Troppe «morti bianche» inasprire le sanzioni

Troppe «morti bianche» inasprire le sanzioni

Nelle sale operatorie dell`Azienda ospedaliera Cannizzaro, diverse equipè chirurgiche hanno prelevato gli organi dal corpo di un giovane morto per un aneurisma.
Si tratta del ventottenne Giovanni Giarrusso, residente a Misterbianco, sfortunato addetto alla riparazione delle imbarcazioni per conto di una ditta che opera all`interno del porto di Catania.

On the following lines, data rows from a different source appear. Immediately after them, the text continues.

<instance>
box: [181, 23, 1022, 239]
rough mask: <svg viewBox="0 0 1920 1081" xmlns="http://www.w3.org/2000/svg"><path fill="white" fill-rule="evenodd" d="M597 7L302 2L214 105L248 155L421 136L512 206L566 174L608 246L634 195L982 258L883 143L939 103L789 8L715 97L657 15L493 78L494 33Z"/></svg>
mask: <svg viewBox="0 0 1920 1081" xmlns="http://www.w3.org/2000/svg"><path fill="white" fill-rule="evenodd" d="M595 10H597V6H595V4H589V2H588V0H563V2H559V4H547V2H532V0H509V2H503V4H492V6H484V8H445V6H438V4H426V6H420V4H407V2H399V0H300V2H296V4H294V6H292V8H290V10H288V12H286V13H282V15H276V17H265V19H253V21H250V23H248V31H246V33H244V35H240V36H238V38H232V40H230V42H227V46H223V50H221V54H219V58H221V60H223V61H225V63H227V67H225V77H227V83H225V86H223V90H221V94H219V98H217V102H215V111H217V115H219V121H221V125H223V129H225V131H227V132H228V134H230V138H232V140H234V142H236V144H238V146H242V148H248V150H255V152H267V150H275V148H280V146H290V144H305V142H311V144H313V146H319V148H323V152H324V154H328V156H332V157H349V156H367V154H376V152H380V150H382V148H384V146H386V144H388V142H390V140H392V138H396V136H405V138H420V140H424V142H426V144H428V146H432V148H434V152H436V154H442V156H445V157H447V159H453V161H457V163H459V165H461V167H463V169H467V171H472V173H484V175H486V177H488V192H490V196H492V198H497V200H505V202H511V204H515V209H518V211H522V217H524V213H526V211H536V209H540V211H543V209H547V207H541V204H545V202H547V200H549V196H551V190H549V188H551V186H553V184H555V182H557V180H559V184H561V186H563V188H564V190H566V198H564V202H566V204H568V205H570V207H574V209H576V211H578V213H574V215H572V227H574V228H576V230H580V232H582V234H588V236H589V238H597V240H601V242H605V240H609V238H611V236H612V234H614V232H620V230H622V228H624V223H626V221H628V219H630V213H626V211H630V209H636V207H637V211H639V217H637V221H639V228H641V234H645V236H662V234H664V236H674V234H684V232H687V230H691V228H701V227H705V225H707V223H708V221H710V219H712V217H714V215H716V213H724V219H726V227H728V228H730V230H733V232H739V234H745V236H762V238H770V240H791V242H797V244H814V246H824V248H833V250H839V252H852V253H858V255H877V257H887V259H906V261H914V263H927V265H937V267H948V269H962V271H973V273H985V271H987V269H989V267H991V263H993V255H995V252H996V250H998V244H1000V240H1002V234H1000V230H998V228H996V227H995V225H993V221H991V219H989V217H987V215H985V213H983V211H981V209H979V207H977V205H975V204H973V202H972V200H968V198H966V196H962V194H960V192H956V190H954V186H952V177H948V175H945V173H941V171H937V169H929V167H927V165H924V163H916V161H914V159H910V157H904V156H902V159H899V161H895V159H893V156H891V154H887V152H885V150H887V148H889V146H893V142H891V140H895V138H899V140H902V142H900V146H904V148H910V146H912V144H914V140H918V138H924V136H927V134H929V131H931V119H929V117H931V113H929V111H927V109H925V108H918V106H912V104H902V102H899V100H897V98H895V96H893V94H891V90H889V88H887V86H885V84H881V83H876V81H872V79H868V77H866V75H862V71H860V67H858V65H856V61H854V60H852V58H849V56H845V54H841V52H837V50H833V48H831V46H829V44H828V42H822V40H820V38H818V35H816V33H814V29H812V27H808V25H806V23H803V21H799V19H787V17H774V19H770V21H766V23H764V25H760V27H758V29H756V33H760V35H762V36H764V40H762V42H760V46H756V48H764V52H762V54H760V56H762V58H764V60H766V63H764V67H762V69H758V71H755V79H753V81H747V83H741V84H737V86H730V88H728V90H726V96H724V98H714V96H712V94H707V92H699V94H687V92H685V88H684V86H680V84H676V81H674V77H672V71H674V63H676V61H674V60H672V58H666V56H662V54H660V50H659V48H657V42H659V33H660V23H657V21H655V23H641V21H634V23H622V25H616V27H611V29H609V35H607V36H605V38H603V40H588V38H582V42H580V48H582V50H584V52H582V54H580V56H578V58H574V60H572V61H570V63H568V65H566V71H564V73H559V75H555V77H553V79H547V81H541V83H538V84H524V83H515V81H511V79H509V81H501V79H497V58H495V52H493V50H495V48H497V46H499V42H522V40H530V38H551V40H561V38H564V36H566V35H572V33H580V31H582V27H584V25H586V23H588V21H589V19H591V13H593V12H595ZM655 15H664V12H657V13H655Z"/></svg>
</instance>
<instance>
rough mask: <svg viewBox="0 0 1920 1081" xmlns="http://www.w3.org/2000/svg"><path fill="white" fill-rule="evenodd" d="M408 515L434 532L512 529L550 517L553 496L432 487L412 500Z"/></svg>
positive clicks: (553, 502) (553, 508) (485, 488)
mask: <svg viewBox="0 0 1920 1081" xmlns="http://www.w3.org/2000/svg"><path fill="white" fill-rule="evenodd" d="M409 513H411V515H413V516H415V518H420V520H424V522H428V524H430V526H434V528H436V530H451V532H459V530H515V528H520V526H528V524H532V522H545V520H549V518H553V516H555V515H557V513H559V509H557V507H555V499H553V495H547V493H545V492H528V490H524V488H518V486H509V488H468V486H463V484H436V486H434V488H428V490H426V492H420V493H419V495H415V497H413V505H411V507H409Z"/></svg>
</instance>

Il giovane, domenica 8 luglio, nelle prime ore del mattino, si era sentito improvvisamente male, accusando nausea e forte mal di testa. Soccorso dai parenti e quindi da una ambulanza del servizio del 118, Giarrusso era stato trasportato al Pronto soccorso dell`ospedale Cannizzaro, dove i medici ne diagnosticavano un aneurisma ed uno stato di coma.
Trasferito nel reparto di Rianimazione, diretto dal dott. Carmelo Denaro, i sanitari hanno fatto di tutto per salvargli la vita. Tutto, purtroppo, è risultato vano perché i medici della speciale commissione, avevano già dichiarato la morte cerebrale di Giovanni.
Le dottoresse rianimatici, Nicoletta Comitini ed Antonella Mo, avendo avuto l`assenso dei parenti per il prelievo degli organi, avevano subito messo in moto l`organizzazione degli interventi.
Il cuore è stato trasferito all`Ismett di Palermo, il fegato è stato inviato all`ospedale Cardarelli di Napoli, i reni sono stati inviati al Policlinico di Catania, le cornee sono state inviate alla banca degli occhi di Palermo.
«Mio fratello – dichiara affranta la sorella Silvia – era un ragazzo pieno di vita, altruista specialmente con le persone anziane, generoso, amante del mare. Non a caso aveva scelto quale lavoro quello di riparare barche e non a caso coltivava il sogno di comprarsi una barca tutta sua, dove dare sfogo alla propria passione per il mare. Stava bene e amava divertirsi. Il suo malore improvviso che ne ha causato la morte ci ha colti si sorpresa e ci ha addolorati molto».
«Io – continua la signorina Silvia – sono una convinta sostenitrice della donazione degli organi, tanto da essere iscritta all`Aido (Associazione italiana donatori di organi). Mio fratello, in vita, mi aveva manifestato la volontà di essere un potenziale donatore dei propri organi quindi tutti i familiari non abbiamo esitato a dare l`assenso per il prelievo, sapendo che gli organi di Giovanni andranno a delle persone che soffrono e che, grazie a mio fratello, potranno anche salvare la propria vita».